The Greenback Cutthroat Trout Capstone Group consists of Logan Barbich, Wesley Mazzuca, Jeremiah Nethken, Raymond Nowak, and William Solorio – all PLTW students from Northglenn High School in Northglenn, Colorado. They recently joined classmates and students from other area schools for a student showcase event at Lockheed Martin’s Waterton Campus, which included a facility tour, a mentoring lunch, and an opportunity to showcase projects for Lockheed Martin employees.
February 19, 2020, was the day that our capstone group and another had the honor of presenting our initial prototype to a plethora of engineers at Lockheed Martin, in addition to a tour.
As chaotic as our senior year has been thus far, we reasonably became anxious when our engineering capstone teacher invited our group to a field trip to Lockheed Martin. Our anxiety quickly became excitement as we prepared for the trip – for the moment we stepped into the bus in our suits with a poster in one hand and prototype in another. We knew we were ready.
After getting through security, the two groups from our school were joined by other schools as we were given a tour of a couple of their facilities. Personally, some of us have been rather indecisive about what we want to study in college, but getting to interact with successful engineers in the industry was definitely a highlight of the day for some of us. We have 3D modeling software at our high school, so when we were shown their virtual reality capabilities of enhancing this design aspect, many of us became fascinated.

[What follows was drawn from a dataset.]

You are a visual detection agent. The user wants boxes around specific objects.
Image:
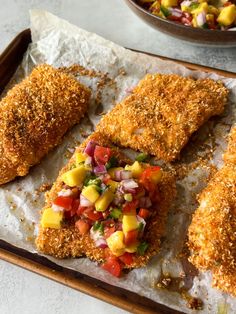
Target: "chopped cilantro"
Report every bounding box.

From here, we took a shuttle to a building that housed a model habitat for a spacecraft and were given a detailed description of the types of models Lockheed builds to save money, materials, and time. Being able to learn about the many projects that Lockheed tackles and the professions that are involved really provided us with a great picture of the many possibilities our STEM skills can take us. For lack of a better word, we were stoked.

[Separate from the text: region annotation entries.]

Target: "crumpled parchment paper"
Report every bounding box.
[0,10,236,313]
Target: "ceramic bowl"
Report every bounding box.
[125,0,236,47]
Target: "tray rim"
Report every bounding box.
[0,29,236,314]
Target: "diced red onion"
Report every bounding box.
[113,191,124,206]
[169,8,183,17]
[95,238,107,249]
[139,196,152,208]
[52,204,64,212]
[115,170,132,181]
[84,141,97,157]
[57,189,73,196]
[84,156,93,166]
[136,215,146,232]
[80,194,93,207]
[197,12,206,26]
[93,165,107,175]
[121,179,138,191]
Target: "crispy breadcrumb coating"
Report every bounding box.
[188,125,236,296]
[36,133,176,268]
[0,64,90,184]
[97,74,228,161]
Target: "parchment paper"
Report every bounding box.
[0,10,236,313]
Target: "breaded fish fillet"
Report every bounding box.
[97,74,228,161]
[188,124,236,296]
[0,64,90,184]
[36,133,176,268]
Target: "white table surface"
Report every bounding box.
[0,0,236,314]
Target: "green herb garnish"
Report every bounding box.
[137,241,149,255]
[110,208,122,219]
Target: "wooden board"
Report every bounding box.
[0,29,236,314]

Then after both tours, we returned to the main building with our presentation materials and ate lunch. Here, we had an opportunity to network and talk to different engineers about their work life, education, etc. Our team had lunch with an aerospace engineer who enlightened us of his journey towards finally working at Lockheed Martin.

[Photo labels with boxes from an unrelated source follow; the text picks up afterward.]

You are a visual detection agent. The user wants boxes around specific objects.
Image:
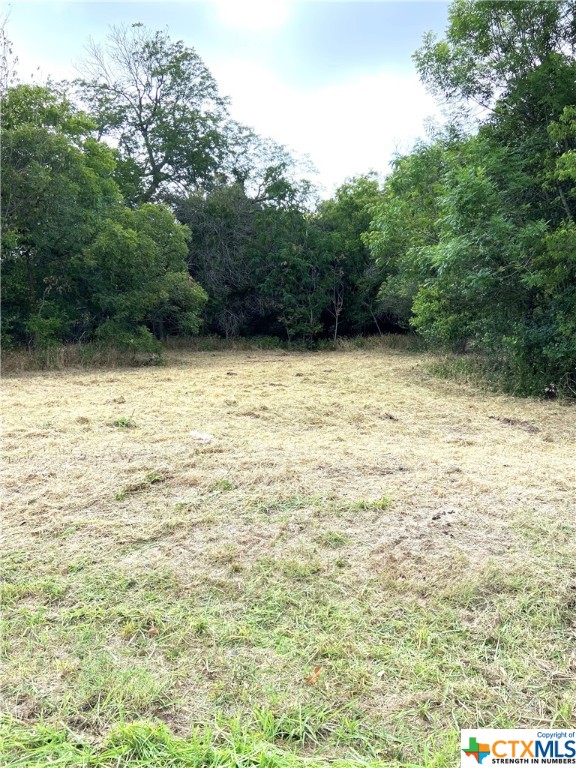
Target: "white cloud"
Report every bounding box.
[211,59,439,192]
[212,0,289,31]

After lunch came what the rest of the team considered to be the highlight of the day – our presentation. To our surprise, the engineers were engaged during our presentation and gave us a number of questions, recommendations, and compliments about our design. To hear them describe our thinking process on the level of a professional engineering team certainly made our day, and we ultimately enjoyed and had fun that day.
Though the school day was over when we returned from the trip, the next day our capstone class went by smoothly as the team put into action the remaining testing for the prototype. While we may not be designing or building air and space vehicles, our team certainly felt confident about our ability to incorporate STEM within our capstone project via our engineering mentality, for one day we may be in the shoes of the engineers at Lockheed Martin.